Here we connect nodes together into a single grap, we allow te first query_or_respond step to "short-circut" and respond directly to the user if it does not generate a tool call.


In [None]:
from langgraph.graph import END
from langgraph.prebuilt import ToolNode, tools_condition

graph_builder.add_node(query_or_respond)
graph_builder.add_node(tools)
graph_builder.add_node(generate)

graph_builder.set_entry_point("query_or_respond")
graph_builder.add_conditional_edges(
    "query_or_respond",
    tools_condition,
    {END: END, "tools": "tools"}
)
graph_builder.add_edge("tools", "generate")
graph_builder.add_edge("generate", END)

graph = graph_builder.compile()

In [None]:
graph

In [None]:
system_message = SystemMessage(content="Only call tools if the user is asking a factual or knowledge-based question. Otherwise, respond directly.")

In [None]:
input_message = "Hello"

for step in graph.stream(
    {"messages": [system_message, {"role": "user", "content": input_message}]},
    stream_mode="values",
):
    step["messages"][-1].pretty_print()

In [None]:
input_message = "What is Task Decomposition?"

for step in graph.stream(
    {"messages": [{"role": "user", "content": input_message}]},
    stream_mode="values",
):
    step["messages"][-1].pretty_print()

In [None]:
input_message = "What is the temprature today?"

for step in graph.stream(
    {"messages": [{"role": "user", "content": input_message}]},
    stream_mode="values",
):
    step["messages"][-1].pretty_print()

In [None]:
from langgraph.checkpoint.memory import MemorySaver

memory = MemorySaver()
graph = graph_builder.compile(checkpointer=memory)

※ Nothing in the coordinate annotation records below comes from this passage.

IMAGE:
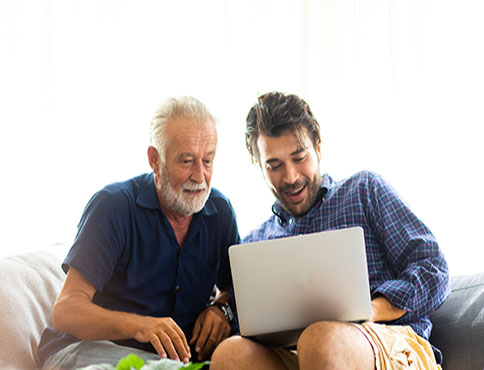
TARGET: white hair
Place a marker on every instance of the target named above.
(185, 107)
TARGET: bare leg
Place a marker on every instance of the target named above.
(334, 345)
(237, 353)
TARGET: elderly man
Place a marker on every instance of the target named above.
(147, 256)
(408, 274)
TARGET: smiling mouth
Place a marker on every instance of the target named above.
(295, 195)
(194, 192)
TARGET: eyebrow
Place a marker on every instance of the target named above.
(185, 154)
(272, 160)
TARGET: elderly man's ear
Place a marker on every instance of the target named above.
(154, 158)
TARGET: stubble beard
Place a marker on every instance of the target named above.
(313, 187)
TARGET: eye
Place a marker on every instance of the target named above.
(299, 159)
(273, 166)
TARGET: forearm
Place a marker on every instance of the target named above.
(383, 310)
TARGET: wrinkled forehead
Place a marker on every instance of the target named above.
(287, 141)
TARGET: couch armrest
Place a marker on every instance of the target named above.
(459, 324)
(29, 284)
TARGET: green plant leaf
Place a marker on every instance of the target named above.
(130, 361)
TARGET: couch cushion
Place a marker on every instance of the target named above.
(29, 284)
(459, 324)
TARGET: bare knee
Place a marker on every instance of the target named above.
(232, 353)
(237, 353)
(334, 345)
(318, 337)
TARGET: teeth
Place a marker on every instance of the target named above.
(297, 191)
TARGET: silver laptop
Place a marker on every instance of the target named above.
(283, 285)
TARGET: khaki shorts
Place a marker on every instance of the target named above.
(395, 347)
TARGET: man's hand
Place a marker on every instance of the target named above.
(210, 329)
(166, 337)
(383, 310)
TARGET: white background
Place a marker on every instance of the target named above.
(397, 86)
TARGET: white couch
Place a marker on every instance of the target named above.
(30, 282)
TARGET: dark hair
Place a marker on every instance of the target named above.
(275, 114)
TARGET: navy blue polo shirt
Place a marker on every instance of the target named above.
(127, 249)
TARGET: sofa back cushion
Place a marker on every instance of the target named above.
(29, 284)
(459, 324)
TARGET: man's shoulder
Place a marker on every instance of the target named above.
(119, 194)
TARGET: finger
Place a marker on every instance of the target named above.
(169, 347)
(155, 341)
(196, 331)
(210, 345)
(204, 334)
(178, 333)
(180, 344)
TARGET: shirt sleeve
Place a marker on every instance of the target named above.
(99, 240)
(421, 281)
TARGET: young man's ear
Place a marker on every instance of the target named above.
(318, 151)
(154, 159)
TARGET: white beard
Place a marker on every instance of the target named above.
(182, 203)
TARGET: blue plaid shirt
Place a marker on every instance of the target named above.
(405, 264)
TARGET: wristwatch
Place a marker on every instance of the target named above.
(225, 307)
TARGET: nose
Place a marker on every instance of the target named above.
(198, 172)
(290, 174)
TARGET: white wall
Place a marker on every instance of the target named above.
(397, 87)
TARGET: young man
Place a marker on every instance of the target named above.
(147, 256)
(407, 272)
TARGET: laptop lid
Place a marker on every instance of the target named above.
(283, 285)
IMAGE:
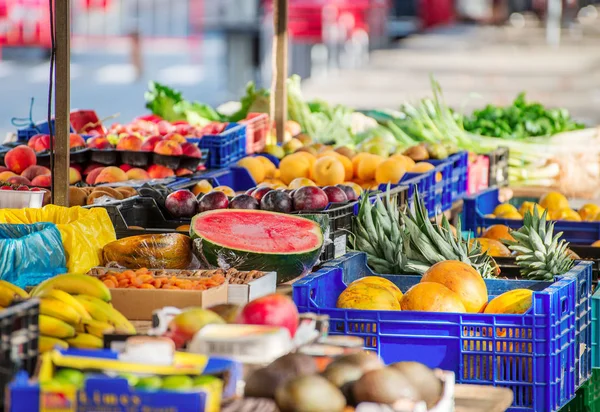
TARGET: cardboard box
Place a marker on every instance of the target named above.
(242, 294)
(138, 304)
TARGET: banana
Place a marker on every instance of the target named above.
(106, 313)
(94, 327)
(7, 296)
(47, 343)
(55, 328)
(14, 288)
(62, 296)
(75, 285)
(59, 310)
(85, 341)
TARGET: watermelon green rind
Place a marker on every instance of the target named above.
(288, 265)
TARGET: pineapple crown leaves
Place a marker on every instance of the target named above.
(542, 254)
(429, 243)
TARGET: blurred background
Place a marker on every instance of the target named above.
(363, 53)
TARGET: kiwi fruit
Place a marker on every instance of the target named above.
(385, 386)
(77, 196)
(366, 361)
(423, 379)
(298, 364)
(342, 373)
(311, 393)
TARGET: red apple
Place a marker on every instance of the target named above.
(271, 310)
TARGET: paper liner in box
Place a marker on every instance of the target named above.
(84, 232)
(30, 253)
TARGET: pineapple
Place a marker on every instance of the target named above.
(408, 242)
(542, 255)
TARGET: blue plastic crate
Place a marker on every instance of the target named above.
(224, 148)
(543, 356)
(477, 206)
(459, 180)
(23, 135)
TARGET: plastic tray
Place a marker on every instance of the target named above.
(542, 356)
(477, 206)
(19, 344)
(498, 175)
(459, 176)
(587, 398)
(224, 148)
(257, 129)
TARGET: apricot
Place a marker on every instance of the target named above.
(91, 177)
(328, 171)
(131, 143)
(111, 174)
(160, 172)
(41, 180)
(202, 186)
(255, 167)
(137, 174)
(74, 176)
(367, 166)
(20, 158)
(168, 148)
(4, 176)
(294, 166)
(390, 171)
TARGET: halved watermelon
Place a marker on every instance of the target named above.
(258, 240)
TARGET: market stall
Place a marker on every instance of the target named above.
(424, 274)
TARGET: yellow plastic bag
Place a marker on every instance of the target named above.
(84, 231)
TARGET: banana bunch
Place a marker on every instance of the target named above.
(75, 311)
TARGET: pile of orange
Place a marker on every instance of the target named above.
(144, 279)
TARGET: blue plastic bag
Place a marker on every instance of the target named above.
(30, 254)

# specify an ID for the thread
config = {"configurable": {"thread_id": "a"}}

In [None]:
input_message = "What is Task Decomposition?"

for step in graph.stream(
    {"messages": [{"role": "user", "content": input_message}]},
    stream_mode="values",
    config=config,
):
    step["messages"][-1].pretty_print()

In [None]:
input_message = "Can you look up some common ways of doing it?"

for step in graph.stream(
    {"messages": [{"role": "user", "content": input_message}]},
    stream_mode="values",
    config=config,
):
    step["messages"][-1].pretty_print()

## Agents

Agents leverages the reasoning capabilities of LLM to make deccision during execution.

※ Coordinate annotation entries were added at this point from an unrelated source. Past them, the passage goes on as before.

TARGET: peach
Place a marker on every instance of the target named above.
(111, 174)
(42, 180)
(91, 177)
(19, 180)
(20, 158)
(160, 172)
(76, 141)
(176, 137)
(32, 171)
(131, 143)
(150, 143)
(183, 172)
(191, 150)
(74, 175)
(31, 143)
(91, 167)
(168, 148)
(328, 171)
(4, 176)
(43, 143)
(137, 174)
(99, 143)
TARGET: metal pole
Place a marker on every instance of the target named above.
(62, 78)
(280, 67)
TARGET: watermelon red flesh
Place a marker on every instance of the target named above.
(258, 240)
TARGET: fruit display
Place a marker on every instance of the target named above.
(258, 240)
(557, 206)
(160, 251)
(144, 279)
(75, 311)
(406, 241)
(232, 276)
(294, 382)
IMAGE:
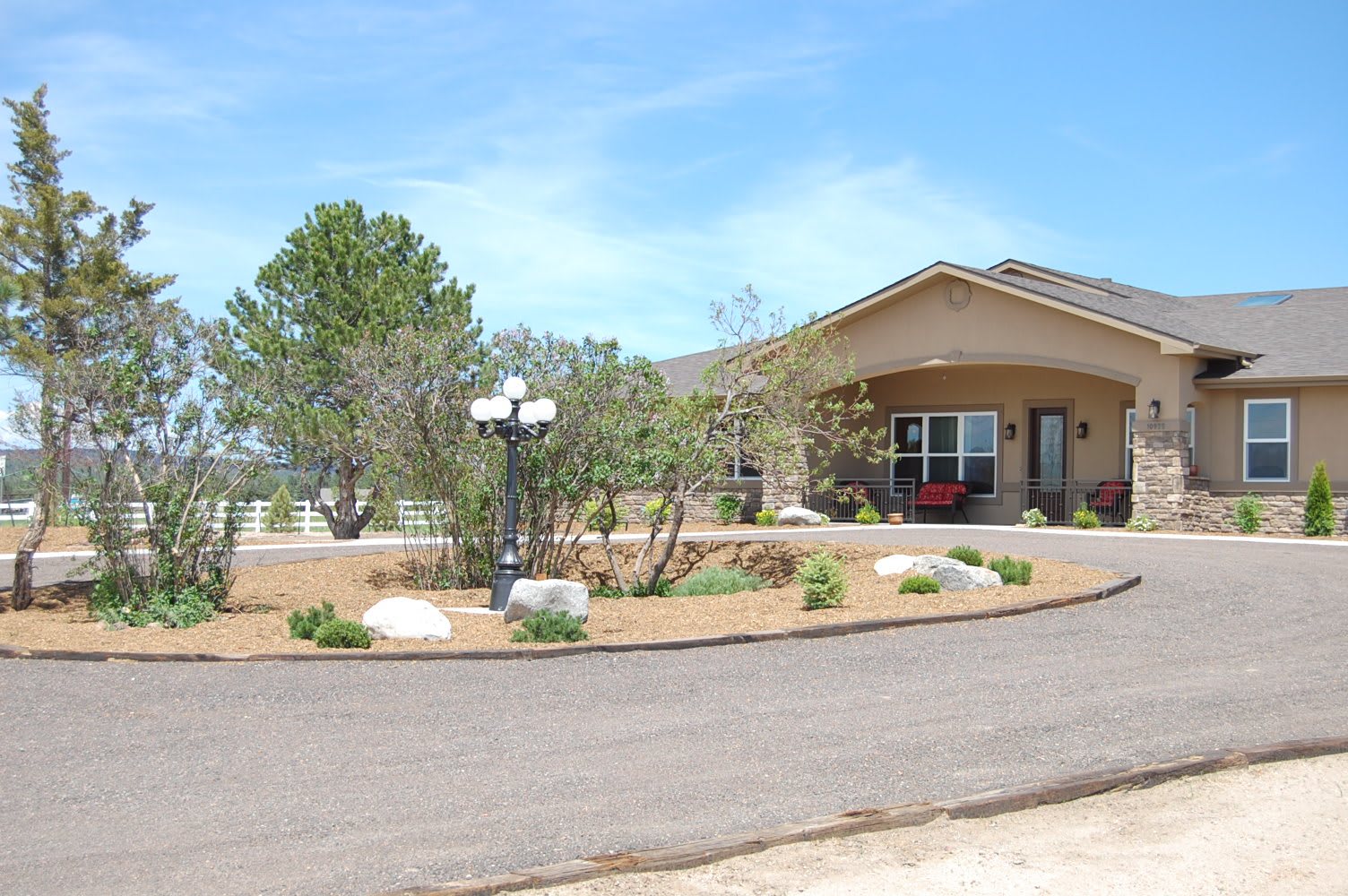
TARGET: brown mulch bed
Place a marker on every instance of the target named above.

Here the tool invokation loops back to the original LLM call. The model can either answerthe question using the retrieved context, or generate another tool call to obtain more information.


Here we givw an LLM discretion to execute multiple retrieval steps

In [None]:
from langgraph.prebuilt import create_react_agent

agent_executor = create_react_agent(llm, [retrieve], checkpointer=memory)

In [None]:
agent_executor

In [None]:
config = {"configurable": {"thread_id": "b"}}

input_message = (
    "what is the standard method for task decomposition?\n\n"
    "Once you get the answer, look up common extensions of that method"
)

for event in agent_executor.stream(
    {"messages": [{"role": "user", "content": input_message}]},
    stream_mode="values",
    config=config
):
  event["messages"][-1].pretty_print()

The key difference in those two implementationa is that instead of a final generation step that ends the run that is in the first implementatin, there is a tool invocation in the second implementation that loops back to the original LLM call.